In our previous guide, we saw how to install Apache Kafka on CentOS 8 and to keep on the same lane, we are going to see how to get it installed on Ubuntu 20.04 (Focal Fossa). We had covered a lot of definitions but lets us provide them here once more just to save on your time and add a little bit of convenience.
Apache Kafka is an open-source distributed event streaming platform used by thousands of companies for high-performance data pipelines, streaming analytics, data integration, and mission-critical applications.Source: Apache Kafka.
Let us break down what all of that means step by step. An event records the fact that “something occurred” in your business and was recorded digitally.
Event streaming is the practice of capturing data in real-time from event sources (producers) like databases, sensors, mobile devices, cloud services, and software applications in the form of streams of events; storing these event streams durably for later retrieval; manipulating, processing, and reacting to the event streams in real-time as well as retrospectively; and routing the event streams to different destination technologies (consumers) as needed. Source: Apache Kafka.
The producer is the program/application or entity that sends data to the Kafka cluster. The consumer sits on the other side and receives data from the Kafka cluster. The Kafka cluster can consist of one or more Kafka brokers which sit on different servers.
“Everything has beauty, but not everyone sees it.”
Defining other terms you will encounter
- Topic: A topic is a common name used to store and publish a particular stream of data. For example if you would wish to store all the data about a page being clicked, you can give the Topic a name such as “Added Customer“.
- Partition: Every topic is split up into partitions (“baskets”). When a topic is created, the number of partitions need to be specified but can be increased later as need arises. Each message gets stored into partitions with an incremental id known as its Offset value.
- Kafka Broker: Every server with Kafka installed in it is known as a broker. It is a container holding several topics having their partitions.
- Zookeeper: Zookeeper manages Kafka’s cluster state and configurations.
Apache Kafka Use Cases
The following are some of the applications where you can take advantage of Apache Kafka:
- Message Broking: In comparison to most messaging systems Kafka has better throughput, built-in partitioning, replication, and fault-tolerance which makes it a good solution for large scale message processing applications
- Website Activity Tracking
- Log Aggregation: Kafka abstracts away the details of files and gives a cleaner abstraction of log or event data as a stream of messages.
- Stream Processing: capturing data in real-time from event sources; storing these event streams durably for later retrieval; and routing the event streams to different destination technologies as needed
- Event Sourcing: This is a style of application design where state changes are logged as a time-ordered sequence of records.
- Commit Log: Kafka can serve as a kind of external commit-log for a distributed system.
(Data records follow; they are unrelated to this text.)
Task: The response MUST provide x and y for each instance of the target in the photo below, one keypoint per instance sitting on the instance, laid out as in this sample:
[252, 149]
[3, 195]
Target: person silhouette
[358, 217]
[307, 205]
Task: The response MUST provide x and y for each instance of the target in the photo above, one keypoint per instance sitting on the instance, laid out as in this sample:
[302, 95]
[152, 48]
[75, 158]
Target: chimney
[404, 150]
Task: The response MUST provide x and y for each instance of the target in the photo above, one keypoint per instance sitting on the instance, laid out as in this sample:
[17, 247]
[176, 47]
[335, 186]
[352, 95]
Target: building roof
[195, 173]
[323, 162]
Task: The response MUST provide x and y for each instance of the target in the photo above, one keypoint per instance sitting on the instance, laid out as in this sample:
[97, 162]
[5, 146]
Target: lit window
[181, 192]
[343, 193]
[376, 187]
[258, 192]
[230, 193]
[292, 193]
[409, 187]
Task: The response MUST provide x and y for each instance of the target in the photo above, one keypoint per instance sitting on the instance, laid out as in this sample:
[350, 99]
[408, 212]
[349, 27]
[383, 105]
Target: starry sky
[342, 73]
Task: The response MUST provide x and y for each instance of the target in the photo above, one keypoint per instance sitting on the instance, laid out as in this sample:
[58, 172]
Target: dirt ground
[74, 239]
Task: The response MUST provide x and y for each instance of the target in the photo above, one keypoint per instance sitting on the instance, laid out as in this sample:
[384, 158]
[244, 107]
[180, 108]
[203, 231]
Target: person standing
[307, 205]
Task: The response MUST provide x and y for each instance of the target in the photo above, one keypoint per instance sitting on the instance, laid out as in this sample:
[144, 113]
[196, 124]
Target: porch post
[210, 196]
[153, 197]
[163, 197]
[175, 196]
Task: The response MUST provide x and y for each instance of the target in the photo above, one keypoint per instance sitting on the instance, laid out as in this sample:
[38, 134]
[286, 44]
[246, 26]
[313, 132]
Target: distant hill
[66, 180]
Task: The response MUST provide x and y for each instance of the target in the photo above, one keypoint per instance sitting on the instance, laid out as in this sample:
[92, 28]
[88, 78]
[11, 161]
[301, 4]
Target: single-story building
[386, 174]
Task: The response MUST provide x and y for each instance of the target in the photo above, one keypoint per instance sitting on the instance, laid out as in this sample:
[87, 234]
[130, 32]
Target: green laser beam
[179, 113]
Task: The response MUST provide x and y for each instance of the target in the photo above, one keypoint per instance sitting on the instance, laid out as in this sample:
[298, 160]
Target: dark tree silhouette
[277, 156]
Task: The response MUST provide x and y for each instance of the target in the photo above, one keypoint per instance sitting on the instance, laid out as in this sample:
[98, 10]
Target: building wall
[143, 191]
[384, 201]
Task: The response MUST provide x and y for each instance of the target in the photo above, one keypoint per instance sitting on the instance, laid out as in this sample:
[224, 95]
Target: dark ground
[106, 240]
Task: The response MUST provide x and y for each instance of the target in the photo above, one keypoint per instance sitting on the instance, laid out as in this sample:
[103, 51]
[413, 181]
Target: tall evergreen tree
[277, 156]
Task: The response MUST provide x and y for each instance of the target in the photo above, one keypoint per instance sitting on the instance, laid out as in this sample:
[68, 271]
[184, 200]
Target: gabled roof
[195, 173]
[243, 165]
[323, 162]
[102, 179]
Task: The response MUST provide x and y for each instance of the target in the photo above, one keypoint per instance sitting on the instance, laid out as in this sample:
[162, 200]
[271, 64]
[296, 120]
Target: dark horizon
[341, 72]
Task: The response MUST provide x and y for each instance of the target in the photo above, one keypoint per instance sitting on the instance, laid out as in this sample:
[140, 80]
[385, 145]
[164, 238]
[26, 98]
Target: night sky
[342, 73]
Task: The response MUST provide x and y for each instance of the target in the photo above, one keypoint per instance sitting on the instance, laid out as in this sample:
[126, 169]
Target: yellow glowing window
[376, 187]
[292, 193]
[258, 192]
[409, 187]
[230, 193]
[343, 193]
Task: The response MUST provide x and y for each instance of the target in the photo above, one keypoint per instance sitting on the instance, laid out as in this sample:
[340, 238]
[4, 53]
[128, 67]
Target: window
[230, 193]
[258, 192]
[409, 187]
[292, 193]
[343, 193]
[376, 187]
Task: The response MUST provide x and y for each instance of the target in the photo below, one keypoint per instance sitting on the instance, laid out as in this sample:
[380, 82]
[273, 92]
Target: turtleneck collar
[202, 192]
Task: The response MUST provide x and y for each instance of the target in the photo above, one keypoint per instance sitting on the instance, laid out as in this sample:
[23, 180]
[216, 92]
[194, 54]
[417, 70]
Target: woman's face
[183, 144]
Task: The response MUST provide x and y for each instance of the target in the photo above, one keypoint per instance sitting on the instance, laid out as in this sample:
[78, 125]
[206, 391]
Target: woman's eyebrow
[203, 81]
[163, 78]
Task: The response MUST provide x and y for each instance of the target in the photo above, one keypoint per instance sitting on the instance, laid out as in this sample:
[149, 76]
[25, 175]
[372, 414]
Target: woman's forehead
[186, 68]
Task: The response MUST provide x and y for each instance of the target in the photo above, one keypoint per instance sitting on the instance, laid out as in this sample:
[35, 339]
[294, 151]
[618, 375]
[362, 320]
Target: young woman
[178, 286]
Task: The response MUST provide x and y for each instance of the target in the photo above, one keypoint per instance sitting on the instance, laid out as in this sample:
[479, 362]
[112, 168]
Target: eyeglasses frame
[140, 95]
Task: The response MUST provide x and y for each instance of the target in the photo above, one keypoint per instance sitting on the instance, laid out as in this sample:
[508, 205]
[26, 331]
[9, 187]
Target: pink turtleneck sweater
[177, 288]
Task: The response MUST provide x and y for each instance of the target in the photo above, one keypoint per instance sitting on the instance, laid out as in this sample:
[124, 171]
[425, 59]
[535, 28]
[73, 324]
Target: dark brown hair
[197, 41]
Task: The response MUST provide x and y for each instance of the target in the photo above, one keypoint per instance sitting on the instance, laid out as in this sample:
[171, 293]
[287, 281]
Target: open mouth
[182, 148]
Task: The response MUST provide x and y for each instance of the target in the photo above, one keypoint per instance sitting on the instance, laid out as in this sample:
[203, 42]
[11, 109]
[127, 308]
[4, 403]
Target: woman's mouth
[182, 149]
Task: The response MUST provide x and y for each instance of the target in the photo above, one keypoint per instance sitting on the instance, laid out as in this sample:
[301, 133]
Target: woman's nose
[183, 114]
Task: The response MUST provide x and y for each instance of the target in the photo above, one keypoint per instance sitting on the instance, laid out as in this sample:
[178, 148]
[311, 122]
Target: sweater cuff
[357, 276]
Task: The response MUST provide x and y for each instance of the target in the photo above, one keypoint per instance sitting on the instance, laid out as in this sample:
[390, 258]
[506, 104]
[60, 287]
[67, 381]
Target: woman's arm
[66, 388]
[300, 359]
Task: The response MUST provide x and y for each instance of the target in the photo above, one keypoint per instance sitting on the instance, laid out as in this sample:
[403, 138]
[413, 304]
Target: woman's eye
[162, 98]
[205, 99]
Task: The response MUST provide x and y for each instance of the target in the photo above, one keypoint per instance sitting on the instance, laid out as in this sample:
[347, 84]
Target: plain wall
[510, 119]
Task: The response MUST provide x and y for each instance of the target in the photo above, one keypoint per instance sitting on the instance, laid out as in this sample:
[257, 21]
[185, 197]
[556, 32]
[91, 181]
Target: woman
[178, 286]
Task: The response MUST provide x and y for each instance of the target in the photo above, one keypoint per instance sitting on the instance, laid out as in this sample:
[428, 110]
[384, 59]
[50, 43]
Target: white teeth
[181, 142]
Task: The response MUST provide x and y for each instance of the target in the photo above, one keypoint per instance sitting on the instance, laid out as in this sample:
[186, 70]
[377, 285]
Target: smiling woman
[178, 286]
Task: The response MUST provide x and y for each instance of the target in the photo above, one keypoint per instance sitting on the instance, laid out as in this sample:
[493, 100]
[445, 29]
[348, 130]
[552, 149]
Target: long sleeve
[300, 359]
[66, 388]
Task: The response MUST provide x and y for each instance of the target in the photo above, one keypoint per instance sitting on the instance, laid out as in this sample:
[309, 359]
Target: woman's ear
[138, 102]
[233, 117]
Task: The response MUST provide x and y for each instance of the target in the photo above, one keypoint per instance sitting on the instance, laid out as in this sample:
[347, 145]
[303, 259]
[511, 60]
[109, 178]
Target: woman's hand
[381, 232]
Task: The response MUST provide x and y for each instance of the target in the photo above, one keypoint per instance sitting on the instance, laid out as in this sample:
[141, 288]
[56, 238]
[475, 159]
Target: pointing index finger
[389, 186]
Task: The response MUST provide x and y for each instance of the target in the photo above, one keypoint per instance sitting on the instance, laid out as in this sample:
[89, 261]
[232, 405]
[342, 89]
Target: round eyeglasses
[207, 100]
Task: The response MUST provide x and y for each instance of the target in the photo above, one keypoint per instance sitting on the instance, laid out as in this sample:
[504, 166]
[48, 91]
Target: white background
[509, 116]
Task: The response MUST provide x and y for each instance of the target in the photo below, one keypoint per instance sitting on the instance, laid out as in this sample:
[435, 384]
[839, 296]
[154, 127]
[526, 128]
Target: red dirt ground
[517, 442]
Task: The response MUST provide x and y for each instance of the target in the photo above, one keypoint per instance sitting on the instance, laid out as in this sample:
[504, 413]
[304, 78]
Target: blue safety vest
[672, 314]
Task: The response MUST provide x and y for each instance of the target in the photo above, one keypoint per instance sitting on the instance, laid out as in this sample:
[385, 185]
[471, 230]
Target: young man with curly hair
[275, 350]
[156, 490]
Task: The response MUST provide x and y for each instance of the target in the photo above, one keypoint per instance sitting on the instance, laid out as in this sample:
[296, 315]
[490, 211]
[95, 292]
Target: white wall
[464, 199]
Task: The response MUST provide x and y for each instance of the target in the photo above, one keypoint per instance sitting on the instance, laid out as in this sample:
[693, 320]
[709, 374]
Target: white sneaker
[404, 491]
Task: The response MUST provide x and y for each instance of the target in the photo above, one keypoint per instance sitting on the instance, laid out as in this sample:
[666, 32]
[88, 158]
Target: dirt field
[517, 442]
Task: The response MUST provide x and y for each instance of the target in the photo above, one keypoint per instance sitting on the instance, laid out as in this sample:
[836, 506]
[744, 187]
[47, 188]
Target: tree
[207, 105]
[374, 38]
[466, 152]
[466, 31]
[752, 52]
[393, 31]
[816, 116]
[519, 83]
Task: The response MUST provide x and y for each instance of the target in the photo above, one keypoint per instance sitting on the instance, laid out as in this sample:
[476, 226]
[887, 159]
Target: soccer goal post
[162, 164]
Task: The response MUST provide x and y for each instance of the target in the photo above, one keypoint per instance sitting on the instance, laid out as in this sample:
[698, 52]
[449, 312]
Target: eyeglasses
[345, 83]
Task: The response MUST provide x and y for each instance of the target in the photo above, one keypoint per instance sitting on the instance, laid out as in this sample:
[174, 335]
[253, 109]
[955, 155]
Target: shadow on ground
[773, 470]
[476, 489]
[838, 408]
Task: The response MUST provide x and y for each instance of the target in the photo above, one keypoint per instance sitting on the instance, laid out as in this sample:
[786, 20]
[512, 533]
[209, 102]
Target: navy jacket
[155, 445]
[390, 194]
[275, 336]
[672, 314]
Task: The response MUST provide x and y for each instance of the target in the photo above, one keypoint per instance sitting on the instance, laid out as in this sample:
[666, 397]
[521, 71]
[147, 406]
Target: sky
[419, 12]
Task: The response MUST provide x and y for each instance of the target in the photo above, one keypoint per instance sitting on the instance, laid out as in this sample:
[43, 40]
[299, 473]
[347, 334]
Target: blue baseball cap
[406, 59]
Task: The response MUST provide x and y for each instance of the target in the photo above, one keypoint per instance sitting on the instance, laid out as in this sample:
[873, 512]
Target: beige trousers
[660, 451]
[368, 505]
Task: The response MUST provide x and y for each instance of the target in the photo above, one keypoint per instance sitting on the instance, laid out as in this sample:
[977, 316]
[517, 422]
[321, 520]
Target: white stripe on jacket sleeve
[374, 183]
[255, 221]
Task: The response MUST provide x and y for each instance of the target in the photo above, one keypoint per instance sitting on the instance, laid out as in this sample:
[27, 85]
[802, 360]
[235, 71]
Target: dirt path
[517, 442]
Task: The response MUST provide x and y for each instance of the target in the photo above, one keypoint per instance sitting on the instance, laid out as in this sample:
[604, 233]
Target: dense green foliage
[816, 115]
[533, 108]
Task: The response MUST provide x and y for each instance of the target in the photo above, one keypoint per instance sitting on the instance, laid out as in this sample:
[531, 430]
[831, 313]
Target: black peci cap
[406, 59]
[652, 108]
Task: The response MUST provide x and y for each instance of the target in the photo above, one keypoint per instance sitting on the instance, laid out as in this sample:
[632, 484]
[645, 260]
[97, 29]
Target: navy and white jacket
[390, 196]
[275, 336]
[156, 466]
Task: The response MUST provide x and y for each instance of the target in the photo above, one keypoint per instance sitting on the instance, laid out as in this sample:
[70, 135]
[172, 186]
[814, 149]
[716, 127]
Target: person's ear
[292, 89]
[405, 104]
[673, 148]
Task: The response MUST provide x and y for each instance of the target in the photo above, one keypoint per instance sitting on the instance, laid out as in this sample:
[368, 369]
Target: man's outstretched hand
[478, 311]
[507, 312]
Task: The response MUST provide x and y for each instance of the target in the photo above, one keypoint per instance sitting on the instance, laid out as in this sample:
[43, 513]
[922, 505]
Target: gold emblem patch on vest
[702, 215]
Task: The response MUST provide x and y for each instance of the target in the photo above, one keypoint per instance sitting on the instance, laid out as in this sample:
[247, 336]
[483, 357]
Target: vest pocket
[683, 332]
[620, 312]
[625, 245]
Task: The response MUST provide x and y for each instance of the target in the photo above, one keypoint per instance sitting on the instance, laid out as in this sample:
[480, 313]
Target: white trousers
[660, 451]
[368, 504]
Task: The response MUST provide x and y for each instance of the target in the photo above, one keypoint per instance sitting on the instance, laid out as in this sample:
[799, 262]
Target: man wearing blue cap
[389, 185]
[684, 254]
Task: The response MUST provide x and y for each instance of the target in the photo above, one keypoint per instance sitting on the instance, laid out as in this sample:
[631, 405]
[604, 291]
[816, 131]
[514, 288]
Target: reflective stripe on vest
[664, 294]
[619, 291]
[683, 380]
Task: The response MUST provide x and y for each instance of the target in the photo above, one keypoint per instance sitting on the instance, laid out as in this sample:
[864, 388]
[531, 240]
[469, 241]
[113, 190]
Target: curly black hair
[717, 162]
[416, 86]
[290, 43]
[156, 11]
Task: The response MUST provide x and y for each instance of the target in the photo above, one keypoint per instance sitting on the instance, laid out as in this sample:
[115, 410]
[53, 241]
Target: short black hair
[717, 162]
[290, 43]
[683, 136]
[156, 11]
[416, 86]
The log helps replicate data between nodes and acts as a re-syncing mechanism for failed nodes to restore their data.
- Metrics: This involves aggregating statistics from distributed applications to produce centralized feeds of operational data.
Installing Apache Kafka on Ubuntu 20.04
Apache Kafka requires Java for it to run so we shall prepare our server and get every pre-requisite installed
Step 1: Preparing your Ubuntu Server
Update your fresh Ubuntu 20.04 server and get Java installed as illustrated below.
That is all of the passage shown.